Passionnant objet identifié cinéphile
Fondamentalement, ce récit de Gengis avant Gengis ne se révèle pas très intéressant, y compris dans ses scènes d’actions qui manquent cruellement de panache. Le scénario est écrit par Oscar Millard qui n’a aucune idée de ce qu’il raconte, profitant de l’ignorance totale – ou du désintérêt profond pour la réalité historique – d’Howard Hughes et de Dick Powell. Cela n’est guère mieux écrit du côté des personnages avec en tête le rôle féminin incarné par Susan Hayward qui est tristement mal conçu, servant littéralement de meuble à l’histoire. Un beau meuble pour lequel les protagonistes s’entretuent avec des valeurs hollywoodiennes d’un cliché absolu. Le rôle était déjà embarrassant pour l’époque, on vous laisse imaginer ce qu’il en est pour nous actuellement.

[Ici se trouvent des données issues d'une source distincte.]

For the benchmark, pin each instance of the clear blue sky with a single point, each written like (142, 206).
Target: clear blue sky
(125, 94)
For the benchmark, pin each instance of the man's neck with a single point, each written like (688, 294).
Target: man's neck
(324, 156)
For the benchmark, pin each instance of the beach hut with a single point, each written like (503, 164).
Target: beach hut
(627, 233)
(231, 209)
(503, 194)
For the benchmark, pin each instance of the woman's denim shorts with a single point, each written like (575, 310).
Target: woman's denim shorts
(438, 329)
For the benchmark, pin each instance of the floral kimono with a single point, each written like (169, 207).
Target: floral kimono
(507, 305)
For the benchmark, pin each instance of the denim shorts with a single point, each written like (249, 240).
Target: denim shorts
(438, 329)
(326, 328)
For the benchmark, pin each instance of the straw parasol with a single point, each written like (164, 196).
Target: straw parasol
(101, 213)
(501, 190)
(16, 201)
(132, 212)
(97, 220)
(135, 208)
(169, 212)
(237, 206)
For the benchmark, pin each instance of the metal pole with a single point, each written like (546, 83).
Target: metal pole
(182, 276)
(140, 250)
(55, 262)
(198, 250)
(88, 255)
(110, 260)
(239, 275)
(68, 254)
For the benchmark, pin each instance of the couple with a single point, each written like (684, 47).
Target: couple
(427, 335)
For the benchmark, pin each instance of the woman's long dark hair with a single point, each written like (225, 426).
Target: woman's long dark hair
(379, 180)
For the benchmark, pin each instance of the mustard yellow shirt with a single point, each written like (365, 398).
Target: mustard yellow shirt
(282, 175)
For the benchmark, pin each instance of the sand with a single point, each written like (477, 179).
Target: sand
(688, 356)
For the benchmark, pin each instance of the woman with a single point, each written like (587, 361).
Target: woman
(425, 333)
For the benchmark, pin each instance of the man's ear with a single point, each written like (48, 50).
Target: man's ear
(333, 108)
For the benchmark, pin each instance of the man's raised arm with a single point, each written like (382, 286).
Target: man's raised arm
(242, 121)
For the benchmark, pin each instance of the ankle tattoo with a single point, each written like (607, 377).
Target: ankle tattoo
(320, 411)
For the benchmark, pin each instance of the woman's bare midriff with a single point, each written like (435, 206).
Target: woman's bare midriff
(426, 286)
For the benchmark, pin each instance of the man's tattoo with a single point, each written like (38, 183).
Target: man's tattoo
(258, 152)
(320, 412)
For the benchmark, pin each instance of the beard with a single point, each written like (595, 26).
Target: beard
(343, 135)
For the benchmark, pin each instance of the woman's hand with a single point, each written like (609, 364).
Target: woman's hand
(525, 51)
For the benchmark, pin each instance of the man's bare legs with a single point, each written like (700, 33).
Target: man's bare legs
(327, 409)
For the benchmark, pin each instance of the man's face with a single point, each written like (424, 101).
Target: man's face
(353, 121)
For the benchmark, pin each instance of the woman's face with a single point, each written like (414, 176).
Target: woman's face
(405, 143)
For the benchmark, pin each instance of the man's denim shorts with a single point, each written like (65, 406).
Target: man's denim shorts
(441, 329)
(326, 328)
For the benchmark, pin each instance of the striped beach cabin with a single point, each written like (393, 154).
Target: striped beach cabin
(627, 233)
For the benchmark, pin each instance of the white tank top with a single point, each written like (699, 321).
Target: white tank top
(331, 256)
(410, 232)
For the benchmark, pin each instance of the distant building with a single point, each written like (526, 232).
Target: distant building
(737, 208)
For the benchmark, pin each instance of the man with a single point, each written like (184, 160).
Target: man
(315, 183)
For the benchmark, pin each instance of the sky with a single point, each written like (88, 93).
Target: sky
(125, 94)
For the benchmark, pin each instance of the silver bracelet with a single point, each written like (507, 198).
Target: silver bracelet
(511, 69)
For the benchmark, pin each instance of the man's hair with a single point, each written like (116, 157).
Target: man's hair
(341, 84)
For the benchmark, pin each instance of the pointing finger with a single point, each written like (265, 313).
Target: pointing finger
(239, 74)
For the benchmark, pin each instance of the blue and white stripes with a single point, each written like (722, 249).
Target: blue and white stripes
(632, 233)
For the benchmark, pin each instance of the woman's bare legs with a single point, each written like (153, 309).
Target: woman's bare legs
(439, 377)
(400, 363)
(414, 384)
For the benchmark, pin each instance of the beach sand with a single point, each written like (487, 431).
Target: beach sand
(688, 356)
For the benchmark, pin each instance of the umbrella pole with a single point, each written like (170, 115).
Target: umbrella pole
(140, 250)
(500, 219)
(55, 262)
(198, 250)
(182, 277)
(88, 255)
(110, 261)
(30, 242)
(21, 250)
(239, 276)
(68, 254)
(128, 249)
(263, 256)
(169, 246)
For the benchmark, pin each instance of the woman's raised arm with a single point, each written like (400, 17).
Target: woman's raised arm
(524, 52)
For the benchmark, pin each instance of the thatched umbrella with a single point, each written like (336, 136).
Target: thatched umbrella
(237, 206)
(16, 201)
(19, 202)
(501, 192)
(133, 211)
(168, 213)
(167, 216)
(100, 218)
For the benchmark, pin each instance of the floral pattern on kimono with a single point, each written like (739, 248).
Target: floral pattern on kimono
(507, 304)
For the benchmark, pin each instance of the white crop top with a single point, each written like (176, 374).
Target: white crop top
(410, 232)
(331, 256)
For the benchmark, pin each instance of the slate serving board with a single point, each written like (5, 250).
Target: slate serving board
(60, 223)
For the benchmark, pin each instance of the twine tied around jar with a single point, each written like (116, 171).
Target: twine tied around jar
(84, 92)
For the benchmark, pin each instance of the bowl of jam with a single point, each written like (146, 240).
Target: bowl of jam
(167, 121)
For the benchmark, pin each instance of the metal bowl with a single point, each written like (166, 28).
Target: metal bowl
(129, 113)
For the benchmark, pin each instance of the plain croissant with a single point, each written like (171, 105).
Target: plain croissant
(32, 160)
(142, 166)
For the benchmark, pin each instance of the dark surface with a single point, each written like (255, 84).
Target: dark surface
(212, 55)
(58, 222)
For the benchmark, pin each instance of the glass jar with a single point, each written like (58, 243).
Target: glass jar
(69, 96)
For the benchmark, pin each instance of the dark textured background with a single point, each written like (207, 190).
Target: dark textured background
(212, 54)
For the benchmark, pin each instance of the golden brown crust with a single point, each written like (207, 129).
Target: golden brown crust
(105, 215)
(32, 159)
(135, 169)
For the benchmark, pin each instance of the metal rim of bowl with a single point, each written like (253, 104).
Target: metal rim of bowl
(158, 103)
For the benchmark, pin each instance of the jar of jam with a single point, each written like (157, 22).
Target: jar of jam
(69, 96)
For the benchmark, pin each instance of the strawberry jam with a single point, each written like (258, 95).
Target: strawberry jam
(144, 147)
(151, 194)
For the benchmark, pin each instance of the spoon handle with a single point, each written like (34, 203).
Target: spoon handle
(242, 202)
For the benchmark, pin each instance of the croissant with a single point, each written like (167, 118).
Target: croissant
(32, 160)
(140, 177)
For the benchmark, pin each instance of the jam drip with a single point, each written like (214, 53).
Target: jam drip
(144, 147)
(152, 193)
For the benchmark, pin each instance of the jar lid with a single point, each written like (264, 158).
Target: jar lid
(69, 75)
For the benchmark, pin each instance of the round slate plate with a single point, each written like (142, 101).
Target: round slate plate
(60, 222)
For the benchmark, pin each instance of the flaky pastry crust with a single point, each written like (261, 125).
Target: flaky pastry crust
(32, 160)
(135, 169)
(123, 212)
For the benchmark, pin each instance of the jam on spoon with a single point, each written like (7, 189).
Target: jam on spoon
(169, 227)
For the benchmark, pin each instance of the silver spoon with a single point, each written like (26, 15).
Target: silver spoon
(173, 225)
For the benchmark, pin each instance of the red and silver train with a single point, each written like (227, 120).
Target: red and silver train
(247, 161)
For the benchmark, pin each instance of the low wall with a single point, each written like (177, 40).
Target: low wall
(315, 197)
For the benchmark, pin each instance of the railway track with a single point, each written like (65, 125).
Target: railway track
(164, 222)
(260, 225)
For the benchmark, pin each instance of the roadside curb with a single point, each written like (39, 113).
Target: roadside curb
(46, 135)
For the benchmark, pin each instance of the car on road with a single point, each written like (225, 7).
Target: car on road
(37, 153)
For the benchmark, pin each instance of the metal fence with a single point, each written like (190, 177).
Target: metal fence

On note néanmoins la présence de l’embryon d’une bonne d’idée avec la relation entre Gengis et son frère, faite d’amour fraternel et de quiproquos. Et malgré la réputation du rôle de John Wayne d’être un des pires choix de casting de l’histoire du cinéma, l’acteur est loin d’être mauvais dans son interprétation et met du cœur à l’ouvrage. Il n’est pas bon dedans, mais il s’en sort avec un peu d’honneur.
De ce fait, le Conquérant n’est ni un navet, ni véritablement un nanar, mais il se range dans la catégorie « d’intérêt cinéphile ». On prend un étrange plaisir à la découverte de ce film, entre la fascination pour ce qu’il incarne de l’âge d’or d’Hollywood, et pour son aspect dramatique en dehors.
Si le film a probablement participé à la mort littérale de John Wayne, il ne l’a pas empêché de poursuivre sa carrière et de rejoindre le casting de ce qu’on peut considérer comme ses deux plus grands films : la Prisonnière de Désert et l’Homme qui tua Liberty Valance, tous les deux réalisés par John Ford. Quant-au Conquérant, l’œuvre de Dick Powell reste et restera dans les mémoires du cinéma pour de tristes raisons, mais aussi car il incarne toute l’absurdité, les excès et la beauté d’une époque. Avec cette copie restaurée Blu-ray, le film conserve tout son éclat d’antan. Je vous conseille de regarder la présentation de Patrick Brion, toujours pertinent, en bonus pour vous faire une image complète de la bête.
Le Conquérant est sorti le 3 octobre 2023 en édition Limitée Combo Blu-ray DVD chez Sidonis Calysta.
Avis
L’œuvre de Dick Powell reste et restera dans les mémoires du cinéma pour de tristes raisons, mais aussi car il incarne toute l'absurdité, les excès et la beauté d'une époque. Avec cette copie restaurée Blu-ray, le film conserve tout son éclat d’antan. Entre le navet, le nanar et le film sympathique, c'est un long-métrage à découvrir par pur curiosité cinéphile. Je vous conseille de regarder la présentation de Patrick Brion en bonus - qui est toujours pertinent - pour vous faire une image complète de la bête.